Business

How to lower tariffs and not give China preferential treatment

The government can have its cake and eat it too, writes Mike Moffatt

(Adrian Wyld, AP Photo/The Canadian Press)

This article first appeared in Canadian Business.

The government’s latest position on Budget 2013’s tariff changes is that the modifications are necessary to ensure that China does not receive special treatment. As the prime minister put it, “we do not think it is appropriate to have special tariff reductions only for companies from countries like China.” This is problematic and not simply because these changes affect 72 countries, of which China is only one. The truth of the matter is that the existing treatment of imports from China is not particularly favourable but there is a much better way to ensure that imports from China receive Canada’s least favourable tariff treatment.

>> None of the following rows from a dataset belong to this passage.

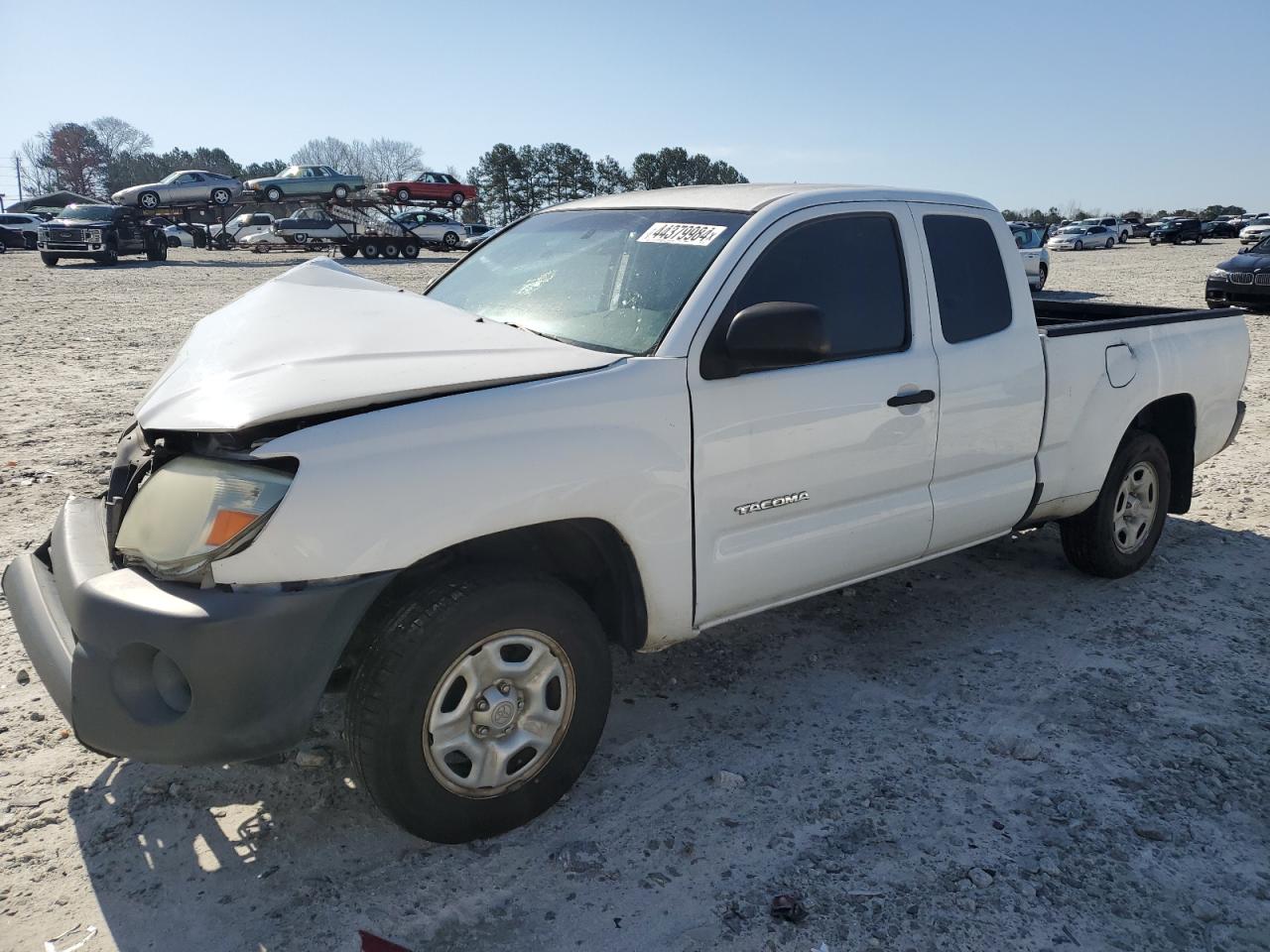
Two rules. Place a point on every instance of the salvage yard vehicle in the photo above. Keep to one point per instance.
(305, 181)
(1174, 231)
(1242, 281)
(1078, 238)
(102, 232)
(620, 421)
(436, 186)
(314, 223)
(186, 186)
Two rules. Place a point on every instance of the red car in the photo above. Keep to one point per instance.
(432, 186)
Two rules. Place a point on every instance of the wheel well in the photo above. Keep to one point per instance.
(1173, 420)
(588, 555)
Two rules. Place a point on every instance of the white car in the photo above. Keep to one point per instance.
(1256, 230)
(1120, 227)
(26, 223)
(1030, 241)
(1078, 238)
(626, 420)
(241, 227)
(434, 229)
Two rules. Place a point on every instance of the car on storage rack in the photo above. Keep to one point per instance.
(240, 227)
(26, 225)
(625, 420)
(314, 223)
(432, 229)
(102, 232)
(1078, 238)
(1174, 231)
(436, 186)
(305, 181)
(1242, 281)
(1254, 231)
(186, 186)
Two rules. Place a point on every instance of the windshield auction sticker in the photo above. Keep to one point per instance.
(674, 232)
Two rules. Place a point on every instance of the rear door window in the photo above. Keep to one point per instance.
(969, 277)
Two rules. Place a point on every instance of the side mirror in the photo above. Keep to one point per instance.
(776, 334)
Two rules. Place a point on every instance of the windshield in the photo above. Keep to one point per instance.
(608, 280)
(87, 212)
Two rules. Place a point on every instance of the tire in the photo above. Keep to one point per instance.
(425, 643)
(1101, 540)
(111, 255)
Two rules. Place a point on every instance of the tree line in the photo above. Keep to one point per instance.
(105, 155)
(1074, 212)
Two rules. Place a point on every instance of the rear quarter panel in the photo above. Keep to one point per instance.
(1086, 416)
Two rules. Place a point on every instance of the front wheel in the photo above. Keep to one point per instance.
(1116, 535)
(477, 703)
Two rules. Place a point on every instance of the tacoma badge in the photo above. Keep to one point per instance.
(771, 503)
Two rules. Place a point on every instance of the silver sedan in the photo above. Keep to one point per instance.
(185, 186)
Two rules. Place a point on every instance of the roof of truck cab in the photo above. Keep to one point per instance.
(753, 195)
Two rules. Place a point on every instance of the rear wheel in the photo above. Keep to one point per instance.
(1116, 535)
(477, 703)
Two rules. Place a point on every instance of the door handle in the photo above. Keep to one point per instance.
(920, 397)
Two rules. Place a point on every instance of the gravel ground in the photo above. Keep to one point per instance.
(987, 752)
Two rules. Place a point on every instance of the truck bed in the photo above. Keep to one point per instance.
(1061, 318)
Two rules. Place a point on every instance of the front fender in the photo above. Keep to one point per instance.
(384, 489)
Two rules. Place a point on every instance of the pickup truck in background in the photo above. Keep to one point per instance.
(619, 421)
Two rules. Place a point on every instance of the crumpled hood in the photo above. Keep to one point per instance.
(320, 339)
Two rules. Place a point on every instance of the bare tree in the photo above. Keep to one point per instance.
(119, 136)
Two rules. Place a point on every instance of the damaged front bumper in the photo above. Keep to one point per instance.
(171, 673)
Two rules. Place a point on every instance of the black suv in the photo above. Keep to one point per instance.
(102, 232)
(1174, 231)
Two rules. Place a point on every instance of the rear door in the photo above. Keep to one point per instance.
(991, 370)
(807, 477)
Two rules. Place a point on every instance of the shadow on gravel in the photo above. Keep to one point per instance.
(894, 739)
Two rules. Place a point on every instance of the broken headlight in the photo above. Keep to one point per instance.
(194, 511)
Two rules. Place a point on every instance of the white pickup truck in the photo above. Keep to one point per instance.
(620, 421)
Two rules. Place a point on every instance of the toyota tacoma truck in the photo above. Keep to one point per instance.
(100, 232)
(620, 421)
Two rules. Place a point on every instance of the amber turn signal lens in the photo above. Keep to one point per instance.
(227, 525)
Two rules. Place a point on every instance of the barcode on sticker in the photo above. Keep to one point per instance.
(674, 232)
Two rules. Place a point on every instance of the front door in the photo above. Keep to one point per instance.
(811, 476)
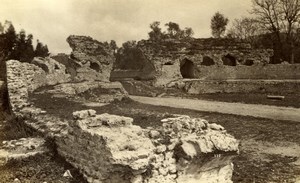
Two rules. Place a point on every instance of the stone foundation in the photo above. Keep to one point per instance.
(108, 148)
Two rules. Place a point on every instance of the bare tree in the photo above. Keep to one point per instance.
(218, 25)
(277, 17)
(244, 28)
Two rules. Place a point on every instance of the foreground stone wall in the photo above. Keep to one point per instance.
(108, 148)
(23, 78)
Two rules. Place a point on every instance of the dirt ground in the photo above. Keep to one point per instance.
(47, 167)
(139, 88)
(263, 111)
(269, 150)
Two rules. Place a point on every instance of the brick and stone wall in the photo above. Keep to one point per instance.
(266, 72)
(242, 86)
(169, 60)
(93, 60)
(23, 78)
(108, 148)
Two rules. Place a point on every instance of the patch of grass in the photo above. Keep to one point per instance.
(40, 168)
(277, 169)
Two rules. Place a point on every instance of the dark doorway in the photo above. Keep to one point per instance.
(249, 62)
(207, 61)
(187, 69)
(95, 67)
(229, 60)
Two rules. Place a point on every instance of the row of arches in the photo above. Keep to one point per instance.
(228, 60)
(187, 67)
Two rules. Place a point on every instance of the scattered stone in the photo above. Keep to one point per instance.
(154, 134)
(161, 149)
(67, 174)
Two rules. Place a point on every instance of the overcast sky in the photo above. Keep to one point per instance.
(52, 21)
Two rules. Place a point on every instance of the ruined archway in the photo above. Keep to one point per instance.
(187, 69)
(229, 60)
(207, 61)
(95, 66)
(249, 62)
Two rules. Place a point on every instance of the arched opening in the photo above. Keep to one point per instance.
(187, 69)
(95, 67)
(168, 63)
(207, 61)
(229, 60)
(56, 67)
(249, 62)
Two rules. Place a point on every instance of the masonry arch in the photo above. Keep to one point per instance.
(229, 60)
(207, 61)
(187, 69)
(95, 66)
(249, 62)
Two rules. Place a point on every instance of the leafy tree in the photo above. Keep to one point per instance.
(218, 25)
(113, 45)
(188, 32)
(281, 18)
(41, 50)
(155, 34)
(9, 40)
(173, 31)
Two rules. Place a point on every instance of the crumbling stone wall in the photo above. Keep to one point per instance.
(264, 72)
(93, 59)
(176, 59)
(108, 148)
(242, 86)
(23, 78)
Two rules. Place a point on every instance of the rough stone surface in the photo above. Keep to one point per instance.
(109, 148)
(170, 60)
(21, 148)
(55, 71)
(94, 59)
(242, 86)
(106, 147)
(93, 91)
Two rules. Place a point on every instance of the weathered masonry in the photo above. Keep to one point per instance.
(195, 58)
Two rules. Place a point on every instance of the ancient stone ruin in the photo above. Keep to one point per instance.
(109, 148)
(93, 59)
(209, 66)
(175, 59)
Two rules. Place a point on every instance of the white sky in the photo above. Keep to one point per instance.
(52, 21)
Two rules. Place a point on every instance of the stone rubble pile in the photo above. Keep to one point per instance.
(108, 148)
(23, 78)
(182, 140)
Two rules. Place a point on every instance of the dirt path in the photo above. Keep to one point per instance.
(264, 111)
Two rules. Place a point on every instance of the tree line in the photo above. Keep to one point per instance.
(18, 46)
(274, 24)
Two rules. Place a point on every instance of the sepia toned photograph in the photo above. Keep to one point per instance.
(149, 91)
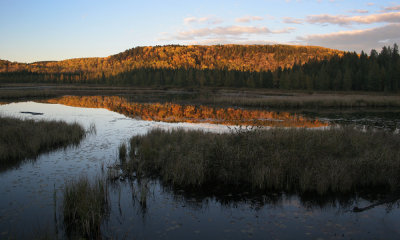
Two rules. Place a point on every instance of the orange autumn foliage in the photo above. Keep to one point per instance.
(170, 112)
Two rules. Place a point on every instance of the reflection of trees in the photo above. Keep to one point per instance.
(170, 112)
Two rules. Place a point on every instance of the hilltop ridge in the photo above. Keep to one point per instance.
(220, 57)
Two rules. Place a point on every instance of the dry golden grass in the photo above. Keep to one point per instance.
(26, 139)
(341, 160)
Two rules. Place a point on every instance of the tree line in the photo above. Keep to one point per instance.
(339, 71)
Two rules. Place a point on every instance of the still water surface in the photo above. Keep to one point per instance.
(27, 203)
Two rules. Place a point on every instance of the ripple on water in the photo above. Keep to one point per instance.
(27, 193)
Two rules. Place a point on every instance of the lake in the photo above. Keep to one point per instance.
(27, 206)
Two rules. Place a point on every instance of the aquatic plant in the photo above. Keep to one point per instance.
(122, 153)
(337, 160)
(26, 139)
(85, 206)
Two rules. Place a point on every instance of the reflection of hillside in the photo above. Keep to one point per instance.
(170, 112)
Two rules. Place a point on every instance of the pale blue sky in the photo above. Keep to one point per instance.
(37, 30)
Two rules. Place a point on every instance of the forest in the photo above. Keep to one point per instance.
(239, 66)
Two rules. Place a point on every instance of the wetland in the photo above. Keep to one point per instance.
(197, 174)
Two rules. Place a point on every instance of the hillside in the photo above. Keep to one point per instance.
(220, 57)
(237, 66)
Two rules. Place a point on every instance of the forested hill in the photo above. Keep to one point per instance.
(218, 57)
(255, 66)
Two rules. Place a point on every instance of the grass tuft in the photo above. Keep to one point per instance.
(85, 206)
(24, 139)
(340, 160)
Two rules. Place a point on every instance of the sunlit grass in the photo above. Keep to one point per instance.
(342, 160)
(26, 139)
(85, 206)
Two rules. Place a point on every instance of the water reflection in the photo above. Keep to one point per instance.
(170, 112)
(152, 210)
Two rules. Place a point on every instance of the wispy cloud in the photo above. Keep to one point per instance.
(359, 11)
(391, 8)
(356, 39)
(215, 41)
(292, 20)
(209, 20)
(390, 17)
(249, 19)
(227, 31)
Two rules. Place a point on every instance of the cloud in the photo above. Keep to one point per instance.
(391, 17)
(292, 20)
(227, 31)
(209, 20)
(356, 40)
(215, 41)
(249, 19)
(359, 11)
(392, 8)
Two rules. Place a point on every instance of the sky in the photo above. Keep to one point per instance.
(41, 30)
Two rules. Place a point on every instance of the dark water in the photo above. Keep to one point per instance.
(27, 193)
(386, 120)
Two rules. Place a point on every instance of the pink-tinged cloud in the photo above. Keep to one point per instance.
(208, 20)
(249, 19)
(392, 8)
(227, 31)
(359, 11)
(291, 20)
(390, 17)
(356, 40)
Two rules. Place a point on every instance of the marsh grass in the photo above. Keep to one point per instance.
(85, 207)
(306, 101)
(337, 160)
(122, 153)
(26, 139)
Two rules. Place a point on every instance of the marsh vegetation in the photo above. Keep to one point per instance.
(26, 139)
(338, 160)
(85, 207)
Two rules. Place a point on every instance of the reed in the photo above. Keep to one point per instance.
(26, 139)
(337, 160)
(85, 207)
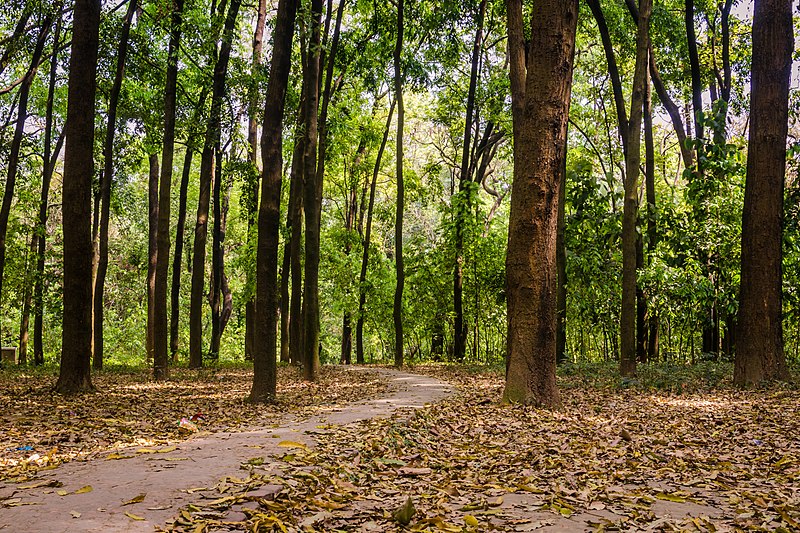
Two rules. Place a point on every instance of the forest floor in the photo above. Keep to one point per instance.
(660, 453)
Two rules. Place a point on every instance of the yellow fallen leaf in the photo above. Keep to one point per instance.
(136, 499)
(117, 456)
(292, 444)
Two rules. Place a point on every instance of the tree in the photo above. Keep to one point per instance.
(74, 375)
(264, 356)
(16, 144)
(105, 188)
(164, 185)
(397, 312)
(541, 81)
(211, 143)
(631, 206)
(759, 354)
(312, 199)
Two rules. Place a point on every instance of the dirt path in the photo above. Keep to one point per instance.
(166, 478)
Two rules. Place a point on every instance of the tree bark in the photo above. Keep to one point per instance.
(48, 164)
(759, 353)
(541, 84)
(312, 201)
(362, 278)
(206, 173)
(252, 156)
(152, 256)
(16, 143)
(463, 203)
(397, 313)
(105, 188)
(264, 356)
(628, 312)
(76, 339)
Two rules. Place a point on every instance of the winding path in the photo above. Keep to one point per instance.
(198, 462)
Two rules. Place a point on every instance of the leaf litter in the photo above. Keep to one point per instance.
(611, 460)
(131, 415)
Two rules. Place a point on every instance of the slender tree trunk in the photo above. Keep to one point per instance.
(561, 262)
(541, 84)
(152, 255)
(175, 289)
(264, 356)
(76, 342)
(252, 156)
(105, 188)
(16, 143)
(630, 209)
(652, 213)
(294, 222)
(397, 313)
(312, 201)
(759, 353)
(463, 203)
(206, 173)
(48, 164)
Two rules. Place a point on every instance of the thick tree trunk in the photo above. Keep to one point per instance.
(312, 201)
(252, 156)
(152, 259)
(759, 352)
(105, 189)
(540, 94)
(264, 356)
(397, 312)
(213, 132)
(628, 313)
(48, 164)
(76, 341)
(16, 143)
(362, 278)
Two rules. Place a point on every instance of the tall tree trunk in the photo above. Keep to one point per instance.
(152, 255)
(175, 291)
(48, 164)
(541, 84)
(217, 265)
(561, 262)
(105, 188)
(651, 213)
(76, 340)
(464, 192)
(293, 248)
(759, 353)
(312, 201)
(160, 331)
(631, 207)
(16, 143)
(264, 356)
(252, 156)
(362, 278)
(206, 172)
(397, 313)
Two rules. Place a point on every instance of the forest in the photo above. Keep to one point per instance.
(525, 265)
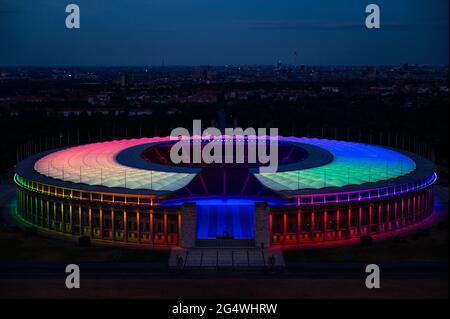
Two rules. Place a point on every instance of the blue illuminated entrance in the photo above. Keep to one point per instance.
(225, 218)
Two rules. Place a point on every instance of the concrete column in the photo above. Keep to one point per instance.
(62, 226)
(262, 224)
(138, 222)
(188, 231)
(360, 220)
(380, 225)
(125, 226)
(80, 220)
(113, 225)
(395, 214)
(150, 220)
(349, 221)
(388, 217)
(338, 223)
(42, 212)
(178, 227)
(90, 222)
(48, 214)
(101, 223)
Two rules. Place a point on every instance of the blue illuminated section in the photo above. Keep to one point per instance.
(231, 217)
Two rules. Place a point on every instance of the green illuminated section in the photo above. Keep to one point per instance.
(353, 164)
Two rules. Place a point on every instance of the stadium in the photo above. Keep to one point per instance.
(129, 192)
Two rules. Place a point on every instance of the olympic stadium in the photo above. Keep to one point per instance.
(129, 192)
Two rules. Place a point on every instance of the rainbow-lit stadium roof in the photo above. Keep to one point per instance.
(353, 164)
(97, 165)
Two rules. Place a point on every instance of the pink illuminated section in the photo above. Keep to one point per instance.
(95, 164)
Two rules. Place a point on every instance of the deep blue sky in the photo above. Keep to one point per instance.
(218, 32)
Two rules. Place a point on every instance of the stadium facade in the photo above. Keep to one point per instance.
(129, 192)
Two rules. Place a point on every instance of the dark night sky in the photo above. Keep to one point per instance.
(218, 32)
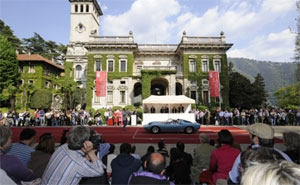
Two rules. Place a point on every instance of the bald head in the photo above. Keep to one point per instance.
(155, 163)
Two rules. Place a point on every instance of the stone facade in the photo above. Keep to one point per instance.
(136, 71)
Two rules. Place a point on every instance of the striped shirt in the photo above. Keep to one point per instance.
(21, 151)
(69, 166)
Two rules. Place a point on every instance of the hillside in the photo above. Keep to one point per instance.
(276, 74)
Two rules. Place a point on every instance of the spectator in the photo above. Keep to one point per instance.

The Customs Tariff is exceedingly complex, with up to 16 different tariff treatments (rates) for each product, based on the country of origin of that product. Countries can be assigned multiple tariff treatments and, for a given product, are assessed the lowest of the multiple rates that apply.

To simplify matters, we can lump countries into four different buckets, from (on average) the most favourable treatment to least favourable treatment. Those four groups are as follows:

Group Spec: Countries that receive reduced (special) tariffs from trade deals or are included in the Commonwealth Caribbean Countries Tariff (CCCT).

Group LDCT: Countries not in Group Spec, but which are eligible for the Least Developed Country Tariff (LDCT) due to their relative poverty.

Group GPT: Countries not in Group Spec or LDCT, but which are eligible for the General Preferential Tariff (GPT) thanks to their middle-income status. This is the group China currently belongs to.

Group MFN: Countries not in the first three groups and therefore subject to the highest rate, the Most-Favoured Nation (MFN) rate.

The GPT group is by far the largest, with nearly half of the countries and territories recognized by the Customs Tariff falling into this group:

Of those 227 territories and countries, only 44 countries receive less favourable tariff treatment than the existing treatment given to China.

The 44 in the existing MFN group are mostly European countries (including the 27 countries that make up the E.U.), Japan and Taiwan. Canada is currently negotiating trade deals with the majority of these countries, which will see them leave the MFN group.

If we want to ensure imports from China receive the least favourable tariff treatment Canada allows, there is a simple solution. First complete trade negotiations with the E.U. and Japan, which leaves only 16 countries, most of which are minor European nations such as San Marino and Montenegro. The MFN and GPT groups can then be merged by lowering the tariffs on those 16 countries down to GPT rates.

This plan would see the Customs Code cleaned up, imports from China receive the least favourable tariff treatment, and tariffs for Canadian consumers go down, rather than up by $333 million per year. What’s not to love?